Lodging plans to help tackle worker bed crisis
Shire development
A new development project is pushing to provide more housing for Port Douglas’s seasonal workers, with some desperate to find accommodation so they can carry on living and working in Port Douglas.
With hostels across Port Douglas currently booked out, including long waiting lists, seasonal workers are posting on social-media chat groups messages such as this one: “I’ll be in Port Douglas next week for work and all the hostels are booked.
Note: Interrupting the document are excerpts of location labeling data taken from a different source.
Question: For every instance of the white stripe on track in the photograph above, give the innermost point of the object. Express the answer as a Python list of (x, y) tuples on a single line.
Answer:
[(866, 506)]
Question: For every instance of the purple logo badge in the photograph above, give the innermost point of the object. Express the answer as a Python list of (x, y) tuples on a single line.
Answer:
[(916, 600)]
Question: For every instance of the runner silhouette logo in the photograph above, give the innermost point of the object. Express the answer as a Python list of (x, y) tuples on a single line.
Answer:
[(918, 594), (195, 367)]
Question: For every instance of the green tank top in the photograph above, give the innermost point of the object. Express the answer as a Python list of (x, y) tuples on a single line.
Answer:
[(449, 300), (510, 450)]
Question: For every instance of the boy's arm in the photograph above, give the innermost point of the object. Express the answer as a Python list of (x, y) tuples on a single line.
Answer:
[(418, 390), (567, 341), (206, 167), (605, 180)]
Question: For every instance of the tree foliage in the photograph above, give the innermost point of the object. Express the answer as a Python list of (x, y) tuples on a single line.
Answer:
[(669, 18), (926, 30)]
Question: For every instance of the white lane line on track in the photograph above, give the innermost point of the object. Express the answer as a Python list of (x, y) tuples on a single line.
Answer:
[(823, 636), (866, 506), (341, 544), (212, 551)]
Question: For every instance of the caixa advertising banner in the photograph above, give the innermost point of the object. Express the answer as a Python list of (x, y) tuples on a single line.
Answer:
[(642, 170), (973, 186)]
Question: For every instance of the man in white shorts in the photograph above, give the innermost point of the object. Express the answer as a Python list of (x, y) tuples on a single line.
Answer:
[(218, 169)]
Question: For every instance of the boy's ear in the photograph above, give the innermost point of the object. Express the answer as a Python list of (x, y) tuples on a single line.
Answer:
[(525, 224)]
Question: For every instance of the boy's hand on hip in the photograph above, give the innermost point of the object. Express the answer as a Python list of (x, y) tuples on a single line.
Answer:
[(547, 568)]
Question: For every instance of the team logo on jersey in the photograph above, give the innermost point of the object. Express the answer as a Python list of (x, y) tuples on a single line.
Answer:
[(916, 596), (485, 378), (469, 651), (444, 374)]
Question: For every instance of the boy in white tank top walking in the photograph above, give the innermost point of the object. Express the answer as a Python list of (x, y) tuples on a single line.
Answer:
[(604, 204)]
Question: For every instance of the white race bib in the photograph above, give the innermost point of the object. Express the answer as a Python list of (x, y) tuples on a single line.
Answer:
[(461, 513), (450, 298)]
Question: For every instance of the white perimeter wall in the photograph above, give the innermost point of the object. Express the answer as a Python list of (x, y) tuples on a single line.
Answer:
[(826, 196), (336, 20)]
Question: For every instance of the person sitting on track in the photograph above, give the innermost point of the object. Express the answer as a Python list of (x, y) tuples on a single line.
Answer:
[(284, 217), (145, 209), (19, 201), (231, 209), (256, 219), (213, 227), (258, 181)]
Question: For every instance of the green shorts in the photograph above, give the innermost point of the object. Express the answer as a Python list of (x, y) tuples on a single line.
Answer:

Just wondering if anyone has a room/bed/tent space?”
With the demand for new housing for seasonal workers so high, some are aiming to help improve the situation for next season.
A project at the Coral Lodge is well under way, with about 120 more budget-accommodation beds expected to be available by early in the new year in seven bunker-style demountable buildings.
Coral Lodge owners Thomas and Kylie Cowlard said the town was crying out for more affordable housing for both workers and locals as the recovery from Cyclone Jasper and Covid-19 pandemic started to ramp up.
The Lodge was flooded out during Jasper, with 12 rooms completely washed away, but insurance money and a $250,000 joint-government disaster-fund grant has put them in a position where they can provide more dormitory-style rooms.
“Now there’s going to be seven demountables going across there and each one of the demountables will have four rooms in them, and each room will have its own bathroom,” Thomas said.
“And those 28 rooms will have access to a new kitchen.”
And the need will soon be even greater, with the popular Dougies Backpackers Resort and Pandanas Tourist Park expected to close within a couple of years to make way for a new resort.
“Whenever that happens, we have to be sort of ready, because there’s not enough accommodation in Port Douglas,” Thomas said.
Kylie stressed the new Coral Lodge rooms won’t just be for peak-season backpackers, however, with customers still needed at low season.
“It will be for locals too,” Kylie said.
The couple said they had spent more than half a million dollars doing up the Lodge.
“It’s time to give back,” Thomas said.
“I know housing’s a massive problem.”
“Without the backpackers, the town is shut down for sure.”